Changer de banque ressemble souvent à un chantier qu’on reporte d’année en année. La réalité est plus simple : depuis l’entrée en vigueur du dispositif de mobilité bancaire, une grande partie de la logistique administrative peut être prise en charge par votre futur établissement. Ce guide pose les bases pratiques de cette démarche et éclaire les points à surveiller.
Avant d’entrer dans le détail des étapes, il est utile de comprendre ce qui distingue concrètement une banque en ligne d’un réseau traditionnel — et pourquoi le modèle coopératif représente une option particulière dans ce paysage.
Banque traditionnelle ou banque en ligne : ce qui change vraiment
Le premier réflexe est souvent de comparer les tarifs. C’est légitime, mais réducteur. La vraie différence entre un réseau physique et un établissement en ligne tient à l’architecture du service : dans le premier cas, une infrastructure lourde (agences, personnel, immobilier) est répercutée sur les frais de gestion. Dans le second, la dématérialisation permet de réduire cette charge structurelle.
Mais au-delà des frais, une distinction moins visible mérite attention : le modèle coopératif bancaire. Contrairement à une banque cotée en bourse dont les résultats sont redistribués à des actionnaires extérieurs, une banque coopérative appartient à ses sociétaires — c’est-à-dire à ses propres clients. Ces derniers peuvent participer aux décisions et orienter les choix stratégiques de l’établissement. Ouvrir un compte bancaire en ligne auprès d’un tel établissement, c’est donc choisir une structure dont la gouvernance est fondamentalement différente.

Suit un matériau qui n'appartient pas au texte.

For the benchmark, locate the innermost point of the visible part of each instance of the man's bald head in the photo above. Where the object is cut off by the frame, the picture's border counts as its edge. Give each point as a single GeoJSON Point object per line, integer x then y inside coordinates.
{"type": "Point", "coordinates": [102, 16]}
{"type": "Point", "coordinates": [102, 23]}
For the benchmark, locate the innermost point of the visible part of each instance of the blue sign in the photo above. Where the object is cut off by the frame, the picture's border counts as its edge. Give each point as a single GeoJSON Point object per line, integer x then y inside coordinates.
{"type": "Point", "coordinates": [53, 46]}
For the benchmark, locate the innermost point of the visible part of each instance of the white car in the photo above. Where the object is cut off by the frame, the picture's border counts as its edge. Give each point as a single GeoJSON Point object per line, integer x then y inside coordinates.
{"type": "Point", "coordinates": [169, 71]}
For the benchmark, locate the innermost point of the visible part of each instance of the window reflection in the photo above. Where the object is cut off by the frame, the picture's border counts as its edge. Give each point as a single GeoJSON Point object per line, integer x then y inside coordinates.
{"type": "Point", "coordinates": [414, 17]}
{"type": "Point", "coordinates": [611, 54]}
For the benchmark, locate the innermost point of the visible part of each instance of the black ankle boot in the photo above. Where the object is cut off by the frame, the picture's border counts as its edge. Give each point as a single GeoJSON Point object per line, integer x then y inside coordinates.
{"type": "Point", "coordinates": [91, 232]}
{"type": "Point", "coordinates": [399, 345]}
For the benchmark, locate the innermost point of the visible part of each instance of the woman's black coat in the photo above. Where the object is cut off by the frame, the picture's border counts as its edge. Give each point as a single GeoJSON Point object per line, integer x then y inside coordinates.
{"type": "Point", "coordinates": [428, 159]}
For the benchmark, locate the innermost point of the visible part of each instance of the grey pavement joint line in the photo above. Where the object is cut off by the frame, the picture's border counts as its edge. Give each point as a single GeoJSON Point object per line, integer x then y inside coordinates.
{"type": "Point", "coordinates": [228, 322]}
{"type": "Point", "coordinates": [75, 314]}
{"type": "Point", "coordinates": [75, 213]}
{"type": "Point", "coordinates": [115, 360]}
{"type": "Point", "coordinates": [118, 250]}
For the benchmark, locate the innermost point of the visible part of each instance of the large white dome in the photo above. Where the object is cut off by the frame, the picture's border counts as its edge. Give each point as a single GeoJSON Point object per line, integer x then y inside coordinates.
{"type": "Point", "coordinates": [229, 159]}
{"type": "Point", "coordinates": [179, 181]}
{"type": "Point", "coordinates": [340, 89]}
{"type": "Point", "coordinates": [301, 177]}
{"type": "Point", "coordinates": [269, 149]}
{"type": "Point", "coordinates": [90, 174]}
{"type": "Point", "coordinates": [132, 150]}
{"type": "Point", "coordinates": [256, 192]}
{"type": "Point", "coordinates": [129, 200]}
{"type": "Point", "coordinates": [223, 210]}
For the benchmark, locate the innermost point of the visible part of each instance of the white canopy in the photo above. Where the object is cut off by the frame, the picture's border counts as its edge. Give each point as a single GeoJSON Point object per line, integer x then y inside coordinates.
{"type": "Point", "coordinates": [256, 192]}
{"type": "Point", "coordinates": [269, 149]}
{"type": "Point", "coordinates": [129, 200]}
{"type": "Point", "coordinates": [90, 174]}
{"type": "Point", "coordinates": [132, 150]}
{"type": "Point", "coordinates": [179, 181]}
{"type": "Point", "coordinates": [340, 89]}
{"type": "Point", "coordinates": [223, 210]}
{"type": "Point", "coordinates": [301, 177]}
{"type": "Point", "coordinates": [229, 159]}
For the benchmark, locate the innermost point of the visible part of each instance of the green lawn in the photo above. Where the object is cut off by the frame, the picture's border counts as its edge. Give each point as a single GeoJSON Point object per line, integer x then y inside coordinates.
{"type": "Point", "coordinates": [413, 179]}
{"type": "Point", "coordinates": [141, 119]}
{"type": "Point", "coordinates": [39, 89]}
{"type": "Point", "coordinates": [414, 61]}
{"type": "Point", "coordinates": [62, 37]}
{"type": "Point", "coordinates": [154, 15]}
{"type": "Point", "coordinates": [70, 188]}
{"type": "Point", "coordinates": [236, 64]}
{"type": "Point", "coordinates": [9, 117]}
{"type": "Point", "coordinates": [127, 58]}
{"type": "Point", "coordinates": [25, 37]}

Le Crédit Coopératif illustre ce modèle avec un positionnement assumé : refus de financer les énergies fossiles et les pesticides de synthèse, affichage d’un faible impact carbone, et possibilité d’orienter son épargne vers des projets écologiques ou solidaires. Pour un particulier dont les valeurs incluent une dimension environnementale ou sociale, ce type de critère change le rapport à l’établissement bancaire.
79,8 €
Coût annuel moyen d’un compte bancaire en France en 2025, en hausse de 2,3 % sur un an (Banque de France)
Sur le plan pratique, les offres en ligne proposent généralement des formules à plusieurs niveaux. Le Crédit Coopératif structure son offre autour de deux forfaits (Agir et Agir+), avec un avantage notable pour les jeunes adultes : la première année est gratuite pour les 18-25 ans sur le forfait jeunes. Chaque formule inclut une carte bancaire, un découvert autorisé et des services d’assurance associés — sans qu’il soit nécessaire de se déplacer en agence pour finaliser l’ouverture.

Les étapes concrètes du transfert vers une banque en ligne
Le dispositif de mobilité bancaire, encadré par la loi Macron depuis son entrée en vigueur, impose à tout établissement bancaire de proposer un service de transfert automatique des domiciliations. Concrètement, c’est votre nouvelle banque qui contacte les organismes (employeur, CAF, opérateurs, assureurs) pour mettre à jour votre RIB. Vous n’avez pas à gérer chaque démarche individuellement.
Cela dit, quelques précautions s’imposent avant de déclencher le processus. Prenons une situation classique : une personne souhaite basculer vers une banque en ligne mais a omis de recenser ses abonnements actifs. Résultat : deux prélèvements sur une plateforme de streaming et une cotisation syndicale continuent d’être débités de l’ancien compte pendant plusieurs semaines après la fermeture théorique. Cette friction reste fréquente et évitable avec une préparation basique.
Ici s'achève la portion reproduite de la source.